Equity markets rose 1.8% last week, reversing the bulk of the previous week’s decline. China led the way with a 3.3% gain. Meanwhile, bonds had a mixed week with yields slipping back slightly in the US but rising in the UK and Eurozone.

The key drivers behind recent market moves remained in place, namely further confirmation that economic activity is holding up considerably better than expected but at the cost of continued inflation pressures.

Global business confidence, which had been flagging a fall into recession, improved significantly in February and moved back into expansionary territory for the first time since last August. The improvement was led by the service sector but manufacturing also improved a little.

Somewhat surprisingly, the UK saw one of the largest increases, with optimism now higher here than in the US or Eurozone. This is somewhat at odds with the general view that the UK will fare rather worse this year than the other major economies.

Further grounds for cautious optimism were provided by Rishi Sunak’s Northern Ireland trade deal. Assuming it doesn’t yet blow up in his face, it should provide a modest medium-term boost to the economy, both via the direct effect on Irish trade and by facilitating a more harmonious relationship with the EU.

Reinforcing the improved tone were comments from Andrew Bailey, the BOE Governor, suggesting that rates might not actually need to be raised further. But given the Bank’s previous record of leading the market up the garden path and rather more hawkish comments from the Bank’s Chief Economist, the market reaction was limited.

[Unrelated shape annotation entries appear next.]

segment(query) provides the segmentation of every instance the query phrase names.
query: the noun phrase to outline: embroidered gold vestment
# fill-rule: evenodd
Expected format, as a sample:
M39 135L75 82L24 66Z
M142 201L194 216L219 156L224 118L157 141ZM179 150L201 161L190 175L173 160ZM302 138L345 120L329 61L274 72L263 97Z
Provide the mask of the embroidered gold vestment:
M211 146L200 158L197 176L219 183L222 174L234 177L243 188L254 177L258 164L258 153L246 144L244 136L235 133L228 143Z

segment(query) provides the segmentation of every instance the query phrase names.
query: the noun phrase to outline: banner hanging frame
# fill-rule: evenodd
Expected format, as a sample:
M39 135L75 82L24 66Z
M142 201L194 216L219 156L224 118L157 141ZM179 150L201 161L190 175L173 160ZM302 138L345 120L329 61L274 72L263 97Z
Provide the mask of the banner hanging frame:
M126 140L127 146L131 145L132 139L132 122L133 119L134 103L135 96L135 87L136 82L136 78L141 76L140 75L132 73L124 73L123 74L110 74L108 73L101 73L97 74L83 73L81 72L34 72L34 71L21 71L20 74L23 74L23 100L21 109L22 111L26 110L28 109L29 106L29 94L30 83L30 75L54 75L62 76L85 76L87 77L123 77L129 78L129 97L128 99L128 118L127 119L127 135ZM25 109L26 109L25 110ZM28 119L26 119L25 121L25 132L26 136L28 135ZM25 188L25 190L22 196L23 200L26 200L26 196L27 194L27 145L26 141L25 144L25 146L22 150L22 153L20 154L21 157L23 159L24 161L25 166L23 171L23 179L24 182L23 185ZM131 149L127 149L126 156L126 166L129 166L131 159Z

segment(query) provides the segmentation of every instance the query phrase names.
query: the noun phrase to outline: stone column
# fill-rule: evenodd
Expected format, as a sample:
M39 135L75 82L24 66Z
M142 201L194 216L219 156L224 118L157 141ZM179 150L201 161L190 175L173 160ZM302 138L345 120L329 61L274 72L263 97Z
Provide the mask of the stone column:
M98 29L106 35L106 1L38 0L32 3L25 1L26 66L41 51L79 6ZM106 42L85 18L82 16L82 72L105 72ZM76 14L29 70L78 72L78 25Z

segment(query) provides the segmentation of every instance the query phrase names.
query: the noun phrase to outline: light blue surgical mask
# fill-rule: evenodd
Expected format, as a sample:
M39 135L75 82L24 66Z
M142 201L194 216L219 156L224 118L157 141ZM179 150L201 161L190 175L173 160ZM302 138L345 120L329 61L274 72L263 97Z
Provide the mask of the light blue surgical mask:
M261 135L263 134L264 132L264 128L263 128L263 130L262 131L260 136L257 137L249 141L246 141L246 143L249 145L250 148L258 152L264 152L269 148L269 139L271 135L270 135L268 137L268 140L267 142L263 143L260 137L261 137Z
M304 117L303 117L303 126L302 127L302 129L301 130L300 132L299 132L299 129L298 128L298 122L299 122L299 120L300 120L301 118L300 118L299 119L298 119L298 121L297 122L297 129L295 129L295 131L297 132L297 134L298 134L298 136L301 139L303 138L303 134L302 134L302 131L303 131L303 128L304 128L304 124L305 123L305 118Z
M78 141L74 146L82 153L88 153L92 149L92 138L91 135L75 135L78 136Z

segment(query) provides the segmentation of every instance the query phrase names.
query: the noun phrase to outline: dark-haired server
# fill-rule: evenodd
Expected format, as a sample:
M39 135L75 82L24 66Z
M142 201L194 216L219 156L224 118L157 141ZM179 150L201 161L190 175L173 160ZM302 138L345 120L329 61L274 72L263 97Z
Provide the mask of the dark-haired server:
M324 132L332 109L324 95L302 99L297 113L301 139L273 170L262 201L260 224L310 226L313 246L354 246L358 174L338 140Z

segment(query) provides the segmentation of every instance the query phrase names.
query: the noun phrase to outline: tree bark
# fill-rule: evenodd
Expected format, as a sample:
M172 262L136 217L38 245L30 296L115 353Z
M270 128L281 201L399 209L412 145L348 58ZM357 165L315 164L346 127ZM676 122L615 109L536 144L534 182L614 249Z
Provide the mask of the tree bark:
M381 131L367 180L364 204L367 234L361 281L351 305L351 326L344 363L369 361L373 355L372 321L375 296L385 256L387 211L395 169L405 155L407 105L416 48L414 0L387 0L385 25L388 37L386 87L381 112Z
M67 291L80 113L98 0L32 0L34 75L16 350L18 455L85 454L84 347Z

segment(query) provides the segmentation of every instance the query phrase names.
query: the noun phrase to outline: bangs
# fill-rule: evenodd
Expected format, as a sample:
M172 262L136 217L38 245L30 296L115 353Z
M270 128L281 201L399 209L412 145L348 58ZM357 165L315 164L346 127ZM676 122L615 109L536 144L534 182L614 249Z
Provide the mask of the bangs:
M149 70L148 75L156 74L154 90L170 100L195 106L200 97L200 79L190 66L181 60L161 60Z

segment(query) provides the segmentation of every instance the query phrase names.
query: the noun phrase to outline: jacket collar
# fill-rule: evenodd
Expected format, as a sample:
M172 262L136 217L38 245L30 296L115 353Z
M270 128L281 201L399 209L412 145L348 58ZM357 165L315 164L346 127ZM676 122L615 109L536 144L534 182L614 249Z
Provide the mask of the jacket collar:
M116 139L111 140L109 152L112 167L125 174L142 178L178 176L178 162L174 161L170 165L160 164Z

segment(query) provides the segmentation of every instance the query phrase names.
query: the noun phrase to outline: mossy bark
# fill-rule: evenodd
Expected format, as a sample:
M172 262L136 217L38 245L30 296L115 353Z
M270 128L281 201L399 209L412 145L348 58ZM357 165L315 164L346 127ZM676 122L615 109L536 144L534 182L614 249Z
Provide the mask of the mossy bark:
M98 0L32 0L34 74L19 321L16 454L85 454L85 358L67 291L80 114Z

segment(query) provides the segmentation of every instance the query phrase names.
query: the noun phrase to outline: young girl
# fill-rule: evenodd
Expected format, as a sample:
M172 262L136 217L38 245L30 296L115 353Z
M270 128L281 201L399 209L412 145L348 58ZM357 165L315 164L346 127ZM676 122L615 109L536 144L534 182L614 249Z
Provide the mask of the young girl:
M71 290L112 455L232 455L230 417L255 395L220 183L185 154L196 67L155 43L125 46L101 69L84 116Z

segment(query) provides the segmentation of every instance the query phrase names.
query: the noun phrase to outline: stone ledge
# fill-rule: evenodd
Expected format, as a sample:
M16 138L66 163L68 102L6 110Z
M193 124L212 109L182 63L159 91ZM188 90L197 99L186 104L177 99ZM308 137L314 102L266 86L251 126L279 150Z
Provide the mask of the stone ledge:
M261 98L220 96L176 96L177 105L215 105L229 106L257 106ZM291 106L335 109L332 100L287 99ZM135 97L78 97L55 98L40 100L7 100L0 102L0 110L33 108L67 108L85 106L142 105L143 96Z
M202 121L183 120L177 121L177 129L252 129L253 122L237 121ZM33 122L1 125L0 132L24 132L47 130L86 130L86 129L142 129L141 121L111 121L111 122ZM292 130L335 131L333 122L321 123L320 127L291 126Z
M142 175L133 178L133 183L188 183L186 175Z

It is still assuming rates will need to be raised from the current 4% to 4.5-4.75%, which looks on the pessimistic side.

Rather less surprising than the rise in UK confidence was the jump in Chinese optimism which appears to confirm that economy is now reopening fast. The authorities over the weekend announced a target of 5% growth for this year which should be met comfortably, unlike last year when growth undershot significantly.

In the Eurozone, the latest inflation numbers were the main focus and didn’t make pleasant reading for the ECB with inflation once again surprising on the upside. Headline inflation edged down to 8.5% but more importantly core inflation continued to rise, hitting a new high of 5.6%.

The rhetoric from the ECB is now the most hawkish of all the major central banks. Rates look set to be raised at least another 1% over coming months although this would still leave them peaking at only 3.5-4% compared to a probable peak of 5.25-5.5% in the US.

This Friday sees the release of the February US employment data. Always a major market focus, it will be even more so this time. January’s blow-out report marked the start of the recent spate of stronger than expected data and it will be crucial to see whether this strength was maintained last month. Some of the buoyancy in January may well have just been down to unusually warm weather.

Markets currently face a two-way pull. On the one hand, the unexpected resilience of the global economy has eased the danger of an imminent recession and reduced the downside risk posed by a fall in corporate earnings. On the other hand, it increases the difficulty of getting inflation under control and the need for further policy tightening, which itself raises the risk of a recession further down the road.

This all suggests markets are very likely to remain volatile over coming months.